Le troisième intervenant, Abdelmajid Fennich, chercheur et journaliste, quant à lui, a rappelé que cette commémoration n'est pas chose nouvelle pour les Marocains, puisque depuis toujours ils organisaient des Moussems et des «Nzaha» qui fêtaient en même temps des styles musicaux de la région. «C'est une tradition très ancrée dans notre culture et ne devrait pas normalement nous déranger. Cette journée doit aussi être un moment de méditation sur notre patrimoine marocain, car il ne faut pas oublier que ce legs ancestral a joué un rôle très important dans la floraison du secteur musical». ------------------------------------------
Des mélodies et des chants
La Journée nationale de la musique est un anniversaire où tout le bilan de l'année est évoqué avec ses avantages et ses dérapages, mais c'est, également, une journée où il faut fêter la musique. C'est pour cette raison que le Syndicat Marocain des Professions Musicales n'a pas omis de solliciter quelques artistes le jour de la conférence, notamment le cythariste, Thami El Houat, qui a ébloui l'assistance avec son jeu professionnel du « qanoun », puis le chanteur Mohamed Slaoui ayant interprété, devant un public nostalgique, trois œuvres mémorables de son père, feu Houssine Slaoui, à savoir «Mahla Nzaha», «Zine Oua Al Ain Zarga» et «Ya Mouja Ghanni». Trois chansons qui ont offert à l'assistance un petit moment de rêve et de remémoration des temps où la chanson marocaine était appréciée par tous les Marocains jeunes et adultes.

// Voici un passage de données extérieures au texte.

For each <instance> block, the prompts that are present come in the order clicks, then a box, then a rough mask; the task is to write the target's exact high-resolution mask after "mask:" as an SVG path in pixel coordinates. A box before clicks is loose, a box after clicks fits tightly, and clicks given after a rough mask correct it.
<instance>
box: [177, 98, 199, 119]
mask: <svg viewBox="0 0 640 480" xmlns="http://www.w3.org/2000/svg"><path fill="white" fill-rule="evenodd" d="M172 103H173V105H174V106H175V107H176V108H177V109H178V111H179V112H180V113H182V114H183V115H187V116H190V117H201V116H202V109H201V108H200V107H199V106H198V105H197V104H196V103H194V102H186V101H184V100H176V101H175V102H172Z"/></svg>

Quant à la soirée artistique organisée, hier, à la préfecture de Salé, celle-ci fut une opportunité pour rendre hommage à des leaders du secteur musical, dont Malou Rouane, Abdesslam Khachan, feu Mohamed Tode et feu Houssine Slaoui. Ont participé à son animation les chanteurs Amal Abdelkader, Mohamed El Ghaoui, Mohamed Slaoui et Abdelmounim Jamâi.